After the crazy evil outlier that was Hitler discredited  the term Fascism, technocrat lefties looked for a new term.  Third way socialism is re-branded Fascism...(on the Italian rather than the crazy evil German model) and the essence of Fascism is corporatism. Corporatism is what Palin and the tea party refer to as 'crony capitalism'. Thus we get major Democrat donors put money into economically dubious, but politically correct ventures such as Solyndra and then get huge subsidies right up until they fire their workers and retire with a tidy profit.

Someone working on a new oil extraction technology or an inherently safe nuke plant...well they get no subsidies and have to fight the headwind of regulation.  It gets worse because of the David Gregory factor. If you are connected the laws can simply be waived. If you're not a major Democrat donor or a member of a favored organization....those regs actually apply.

It should be mentioned that the late George McGovern, who I rarely agreed with but always respected, had a similar revelation after he left congress. He tried to start a Bed and Breakfast after he retired but discovered that the mass of regulations, many of which he had fought for in Congress made it untenable. This is why it's important to have people with actual business experience (preferably small business) in government. To recognize when these regulations go off the rails.

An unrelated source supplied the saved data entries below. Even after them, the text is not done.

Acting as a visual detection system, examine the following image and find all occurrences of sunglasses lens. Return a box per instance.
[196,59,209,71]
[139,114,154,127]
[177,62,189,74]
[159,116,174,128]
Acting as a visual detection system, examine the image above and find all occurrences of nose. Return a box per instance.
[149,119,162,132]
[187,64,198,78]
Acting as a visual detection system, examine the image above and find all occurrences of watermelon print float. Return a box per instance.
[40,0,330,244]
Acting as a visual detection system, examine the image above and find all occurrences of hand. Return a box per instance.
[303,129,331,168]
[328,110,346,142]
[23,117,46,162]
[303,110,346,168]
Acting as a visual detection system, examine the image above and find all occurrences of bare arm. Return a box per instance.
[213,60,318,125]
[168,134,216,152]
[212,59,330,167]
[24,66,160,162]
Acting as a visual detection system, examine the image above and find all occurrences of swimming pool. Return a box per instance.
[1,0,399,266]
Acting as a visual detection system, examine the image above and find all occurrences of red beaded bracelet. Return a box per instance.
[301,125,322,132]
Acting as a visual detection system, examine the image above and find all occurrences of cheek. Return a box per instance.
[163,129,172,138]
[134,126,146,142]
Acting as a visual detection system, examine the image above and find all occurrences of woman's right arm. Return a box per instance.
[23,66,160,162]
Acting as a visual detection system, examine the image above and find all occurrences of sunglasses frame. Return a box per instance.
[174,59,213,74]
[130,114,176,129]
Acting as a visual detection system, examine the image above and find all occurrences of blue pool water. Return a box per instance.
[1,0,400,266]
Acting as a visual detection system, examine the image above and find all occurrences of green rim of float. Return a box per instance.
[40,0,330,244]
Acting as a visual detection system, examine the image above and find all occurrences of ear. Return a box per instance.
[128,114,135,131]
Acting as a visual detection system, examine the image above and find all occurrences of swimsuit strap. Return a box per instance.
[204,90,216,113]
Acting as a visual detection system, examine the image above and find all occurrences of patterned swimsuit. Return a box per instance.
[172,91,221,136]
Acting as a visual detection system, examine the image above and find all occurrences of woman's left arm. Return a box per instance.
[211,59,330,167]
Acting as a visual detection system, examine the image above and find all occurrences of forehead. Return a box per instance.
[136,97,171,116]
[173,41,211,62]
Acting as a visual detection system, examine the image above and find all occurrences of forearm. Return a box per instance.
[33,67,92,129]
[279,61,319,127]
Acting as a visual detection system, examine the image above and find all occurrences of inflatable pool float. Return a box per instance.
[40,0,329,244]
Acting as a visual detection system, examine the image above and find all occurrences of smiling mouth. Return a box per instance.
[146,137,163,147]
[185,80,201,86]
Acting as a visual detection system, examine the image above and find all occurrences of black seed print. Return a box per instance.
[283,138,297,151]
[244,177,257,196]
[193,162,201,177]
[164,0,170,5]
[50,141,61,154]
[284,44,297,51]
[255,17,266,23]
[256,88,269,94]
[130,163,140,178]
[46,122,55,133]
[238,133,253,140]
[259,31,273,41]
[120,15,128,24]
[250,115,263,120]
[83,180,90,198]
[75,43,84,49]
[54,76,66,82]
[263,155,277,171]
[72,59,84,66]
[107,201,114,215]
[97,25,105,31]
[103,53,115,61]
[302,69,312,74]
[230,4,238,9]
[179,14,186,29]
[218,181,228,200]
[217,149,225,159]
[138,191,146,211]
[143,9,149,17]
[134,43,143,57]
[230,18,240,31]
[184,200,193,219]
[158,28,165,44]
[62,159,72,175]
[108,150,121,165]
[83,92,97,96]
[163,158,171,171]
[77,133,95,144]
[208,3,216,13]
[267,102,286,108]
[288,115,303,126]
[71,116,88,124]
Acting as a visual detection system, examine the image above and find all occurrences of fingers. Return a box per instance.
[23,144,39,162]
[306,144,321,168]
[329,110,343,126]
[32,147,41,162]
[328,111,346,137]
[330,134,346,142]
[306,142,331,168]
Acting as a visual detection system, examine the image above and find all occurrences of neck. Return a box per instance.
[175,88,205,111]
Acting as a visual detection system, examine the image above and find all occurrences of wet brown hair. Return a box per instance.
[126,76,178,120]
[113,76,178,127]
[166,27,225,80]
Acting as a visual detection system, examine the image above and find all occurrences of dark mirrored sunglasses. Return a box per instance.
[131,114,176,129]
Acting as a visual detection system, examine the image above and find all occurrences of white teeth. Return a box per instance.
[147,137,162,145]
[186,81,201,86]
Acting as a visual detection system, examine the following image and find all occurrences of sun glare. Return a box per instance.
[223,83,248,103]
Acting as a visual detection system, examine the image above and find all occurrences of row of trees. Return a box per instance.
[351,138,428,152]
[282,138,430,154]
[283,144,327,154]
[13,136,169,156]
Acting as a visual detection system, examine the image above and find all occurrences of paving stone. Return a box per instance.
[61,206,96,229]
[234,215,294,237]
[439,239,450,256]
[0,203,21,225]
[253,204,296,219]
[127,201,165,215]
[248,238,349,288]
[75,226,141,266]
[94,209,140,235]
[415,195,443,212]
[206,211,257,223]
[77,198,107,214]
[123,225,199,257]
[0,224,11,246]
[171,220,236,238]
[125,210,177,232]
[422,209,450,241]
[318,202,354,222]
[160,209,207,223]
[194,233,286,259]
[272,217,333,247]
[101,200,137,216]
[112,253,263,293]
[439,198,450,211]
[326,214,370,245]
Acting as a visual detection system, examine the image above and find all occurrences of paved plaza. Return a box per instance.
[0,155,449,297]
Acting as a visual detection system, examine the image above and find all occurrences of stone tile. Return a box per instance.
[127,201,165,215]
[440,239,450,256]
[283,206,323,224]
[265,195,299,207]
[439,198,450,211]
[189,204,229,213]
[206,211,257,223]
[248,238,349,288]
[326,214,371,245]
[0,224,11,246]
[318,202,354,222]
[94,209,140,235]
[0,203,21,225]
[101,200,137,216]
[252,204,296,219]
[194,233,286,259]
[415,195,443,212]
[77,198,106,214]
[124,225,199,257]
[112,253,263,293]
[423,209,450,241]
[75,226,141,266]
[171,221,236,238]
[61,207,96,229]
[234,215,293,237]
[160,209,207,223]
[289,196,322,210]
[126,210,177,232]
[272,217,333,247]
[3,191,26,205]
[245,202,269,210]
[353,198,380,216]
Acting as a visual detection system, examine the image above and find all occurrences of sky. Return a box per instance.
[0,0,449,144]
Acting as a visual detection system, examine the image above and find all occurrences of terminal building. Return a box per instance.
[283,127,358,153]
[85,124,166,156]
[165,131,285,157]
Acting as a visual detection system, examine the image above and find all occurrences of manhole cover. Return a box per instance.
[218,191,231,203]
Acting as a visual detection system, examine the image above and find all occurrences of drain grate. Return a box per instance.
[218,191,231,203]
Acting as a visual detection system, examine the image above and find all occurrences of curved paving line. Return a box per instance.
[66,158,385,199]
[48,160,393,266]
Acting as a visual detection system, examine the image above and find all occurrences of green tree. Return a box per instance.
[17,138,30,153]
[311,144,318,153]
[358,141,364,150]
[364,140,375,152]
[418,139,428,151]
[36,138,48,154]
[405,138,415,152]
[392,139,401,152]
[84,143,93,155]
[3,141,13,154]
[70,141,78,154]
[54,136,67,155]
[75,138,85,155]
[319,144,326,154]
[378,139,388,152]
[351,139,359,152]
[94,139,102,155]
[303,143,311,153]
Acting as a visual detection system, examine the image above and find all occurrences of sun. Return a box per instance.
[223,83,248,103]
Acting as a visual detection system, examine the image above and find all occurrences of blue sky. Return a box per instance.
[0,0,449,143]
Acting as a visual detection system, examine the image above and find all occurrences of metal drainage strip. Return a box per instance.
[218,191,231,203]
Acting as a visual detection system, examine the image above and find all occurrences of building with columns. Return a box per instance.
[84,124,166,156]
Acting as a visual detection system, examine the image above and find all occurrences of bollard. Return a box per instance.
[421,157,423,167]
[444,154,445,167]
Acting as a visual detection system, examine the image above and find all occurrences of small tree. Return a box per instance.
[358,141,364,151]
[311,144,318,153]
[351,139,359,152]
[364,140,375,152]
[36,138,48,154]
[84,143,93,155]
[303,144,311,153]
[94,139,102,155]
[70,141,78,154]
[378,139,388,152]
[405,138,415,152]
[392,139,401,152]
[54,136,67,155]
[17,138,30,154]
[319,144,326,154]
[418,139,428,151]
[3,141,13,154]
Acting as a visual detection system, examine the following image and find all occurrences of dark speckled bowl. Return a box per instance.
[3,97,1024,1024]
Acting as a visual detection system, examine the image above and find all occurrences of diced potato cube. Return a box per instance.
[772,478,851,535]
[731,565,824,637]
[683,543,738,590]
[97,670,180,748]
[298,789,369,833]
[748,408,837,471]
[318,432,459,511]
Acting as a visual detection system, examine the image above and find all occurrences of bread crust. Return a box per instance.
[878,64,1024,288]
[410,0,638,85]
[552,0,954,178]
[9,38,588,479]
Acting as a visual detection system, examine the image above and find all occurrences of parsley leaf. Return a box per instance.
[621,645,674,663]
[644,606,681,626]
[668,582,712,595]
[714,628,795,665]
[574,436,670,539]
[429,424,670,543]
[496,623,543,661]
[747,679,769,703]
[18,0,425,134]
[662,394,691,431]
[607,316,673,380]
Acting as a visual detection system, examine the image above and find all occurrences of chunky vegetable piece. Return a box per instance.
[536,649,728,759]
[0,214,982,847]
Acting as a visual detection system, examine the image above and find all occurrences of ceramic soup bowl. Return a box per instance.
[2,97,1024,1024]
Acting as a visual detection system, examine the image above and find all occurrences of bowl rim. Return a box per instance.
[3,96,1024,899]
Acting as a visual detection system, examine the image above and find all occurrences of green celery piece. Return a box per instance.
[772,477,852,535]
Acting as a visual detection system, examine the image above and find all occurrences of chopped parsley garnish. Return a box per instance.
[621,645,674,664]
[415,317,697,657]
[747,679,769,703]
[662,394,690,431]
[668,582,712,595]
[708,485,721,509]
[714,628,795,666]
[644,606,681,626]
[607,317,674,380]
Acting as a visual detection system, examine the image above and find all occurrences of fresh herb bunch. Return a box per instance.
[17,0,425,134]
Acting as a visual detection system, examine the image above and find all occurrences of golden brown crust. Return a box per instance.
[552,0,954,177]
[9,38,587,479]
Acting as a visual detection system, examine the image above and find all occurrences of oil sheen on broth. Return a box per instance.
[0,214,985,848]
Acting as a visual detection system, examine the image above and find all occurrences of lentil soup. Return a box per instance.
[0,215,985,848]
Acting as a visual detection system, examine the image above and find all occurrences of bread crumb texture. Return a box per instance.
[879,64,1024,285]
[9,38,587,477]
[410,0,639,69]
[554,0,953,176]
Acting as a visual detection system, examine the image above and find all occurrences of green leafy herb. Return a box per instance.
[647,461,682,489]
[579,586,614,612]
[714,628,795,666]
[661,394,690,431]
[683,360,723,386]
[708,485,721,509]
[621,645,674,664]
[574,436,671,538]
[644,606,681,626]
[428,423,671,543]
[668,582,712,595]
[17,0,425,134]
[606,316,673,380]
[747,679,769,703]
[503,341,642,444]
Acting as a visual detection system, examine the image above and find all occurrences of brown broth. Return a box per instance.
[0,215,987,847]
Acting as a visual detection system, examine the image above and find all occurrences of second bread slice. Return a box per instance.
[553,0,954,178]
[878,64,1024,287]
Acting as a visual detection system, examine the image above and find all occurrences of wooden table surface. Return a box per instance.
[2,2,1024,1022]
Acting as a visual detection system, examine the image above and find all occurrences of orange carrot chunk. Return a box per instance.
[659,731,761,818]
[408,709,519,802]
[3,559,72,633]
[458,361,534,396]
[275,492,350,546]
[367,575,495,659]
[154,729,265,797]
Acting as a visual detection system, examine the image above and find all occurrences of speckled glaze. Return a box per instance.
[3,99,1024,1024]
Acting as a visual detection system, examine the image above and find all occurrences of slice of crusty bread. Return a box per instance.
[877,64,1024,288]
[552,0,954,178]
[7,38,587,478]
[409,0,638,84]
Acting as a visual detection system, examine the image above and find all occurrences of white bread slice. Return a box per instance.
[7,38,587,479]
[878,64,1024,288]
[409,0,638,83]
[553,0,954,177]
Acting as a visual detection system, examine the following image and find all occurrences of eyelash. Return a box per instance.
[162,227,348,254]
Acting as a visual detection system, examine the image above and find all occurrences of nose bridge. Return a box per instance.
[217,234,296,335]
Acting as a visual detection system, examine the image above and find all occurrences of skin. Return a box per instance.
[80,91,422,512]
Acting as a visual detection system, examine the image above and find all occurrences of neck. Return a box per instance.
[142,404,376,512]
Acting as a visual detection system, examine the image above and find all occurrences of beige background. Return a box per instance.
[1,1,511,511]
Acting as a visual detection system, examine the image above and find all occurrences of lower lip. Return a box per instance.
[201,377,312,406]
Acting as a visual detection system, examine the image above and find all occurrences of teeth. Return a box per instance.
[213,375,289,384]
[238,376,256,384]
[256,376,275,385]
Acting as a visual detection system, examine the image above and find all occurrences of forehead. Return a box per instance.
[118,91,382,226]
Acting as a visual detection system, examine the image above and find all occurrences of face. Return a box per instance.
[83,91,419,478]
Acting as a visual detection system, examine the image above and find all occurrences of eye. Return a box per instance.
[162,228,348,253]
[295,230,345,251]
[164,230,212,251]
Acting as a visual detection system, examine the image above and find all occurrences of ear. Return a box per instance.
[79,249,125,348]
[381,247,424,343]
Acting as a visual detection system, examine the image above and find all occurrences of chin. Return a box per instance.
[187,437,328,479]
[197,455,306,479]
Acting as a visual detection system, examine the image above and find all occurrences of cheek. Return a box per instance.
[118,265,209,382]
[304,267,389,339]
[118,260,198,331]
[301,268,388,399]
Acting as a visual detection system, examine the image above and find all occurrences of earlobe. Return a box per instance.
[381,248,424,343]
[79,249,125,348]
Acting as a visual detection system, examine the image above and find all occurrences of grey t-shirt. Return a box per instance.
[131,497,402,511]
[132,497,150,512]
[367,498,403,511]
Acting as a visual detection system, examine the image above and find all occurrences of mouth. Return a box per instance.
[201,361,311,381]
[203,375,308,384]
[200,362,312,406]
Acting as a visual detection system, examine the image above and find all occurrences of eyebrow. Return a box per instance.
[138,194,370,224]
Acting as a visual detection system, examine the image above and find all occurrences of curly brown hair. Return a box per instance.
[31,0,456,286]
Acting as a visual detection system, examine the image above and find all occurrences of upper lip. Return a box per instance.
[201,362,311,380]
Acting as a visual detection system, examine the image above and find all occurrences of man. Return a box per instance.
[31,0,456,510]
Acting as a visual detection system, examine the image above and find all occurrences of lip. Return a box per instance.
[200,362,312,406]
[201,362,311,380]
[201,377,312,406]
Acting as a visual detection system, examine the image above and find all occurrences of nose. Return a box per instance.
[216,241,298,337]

The Schandenfruede of seeing someone like Yglesias inconvenienced by the sort of thing he has long advocated is certainly amusing. However, as he himself notes for people who are not as well off as him or have the easy hours of the hipster douche lifestyle this sort of thing is far from funny. It's an impregnable wall between them and the American dream.

And that's not funny...it's a tragedy.

Posted by: The Brickmuppet at 03:24 PM | Comments (4) | Add Comment
Post contains 817 words, total size 6 kb.


I think that Mr. Yglesias has had his first contact with liberal hell:


Of course, being a member of the ruling class unlike the rest of us he could probably found a connection to "take care of it."

Posted by: J Carlton at Mon Feb 4 22:16:28 2013 (i0RQw)


 Jerry Pournelle's page had this little comment on his mail section a while back, which I thought was appropropriate.

Important comment:
"on the end of entrepreneurship

Being a founder of a startup here in silicon valley, I can comment on Spengler's essay. In the EDA business (Electronic Design Automation) everyone expects to get bought by one of the large EDA companies. No one expects to go IPO. Why? All of those wonderful laws the democrats passed after the fake energy crisis. Once you pass the small business threshold and enter big business, the cost of doing business goes up prohibitively. Further, the extra burdens placed on IPO's in the last 10 years, make it much harder to go public. The net result is we all (if we are lucky) join the collective. We get paid for our stock or get new company stock, stay the minimum required time and leave. Those of us with the energy, do it all over again. The unintended consequence is we build bigger and fewer large companies. Just what the democrats like. As Amity Shlaes pointed out in "The Forgotten Man", bigger companies act more like the government and are easier to manipulate. Resistance is futile."
The Spengler column:
the big problem right now is that we need 100 Facebook IPO's a year right now just to make good on the recession and we are not going to get them.

Posted by: J Carlton at Mon Feb 4 22:29:32 2013 (i0RQw)

3 J Carlton. Thank you for that comment and the links! You very succinctly conveyed what I was trying to.

Posted by: The Brickmuppet at Wed Feb 6 15:42:08 2013 (vp6an)

4 Your welcome.  Ever since I was "restructured" out of a job, I've had a fair amount of time to catch up on reading stuff like this.  It beats running around and looking at all the "for rent" signs.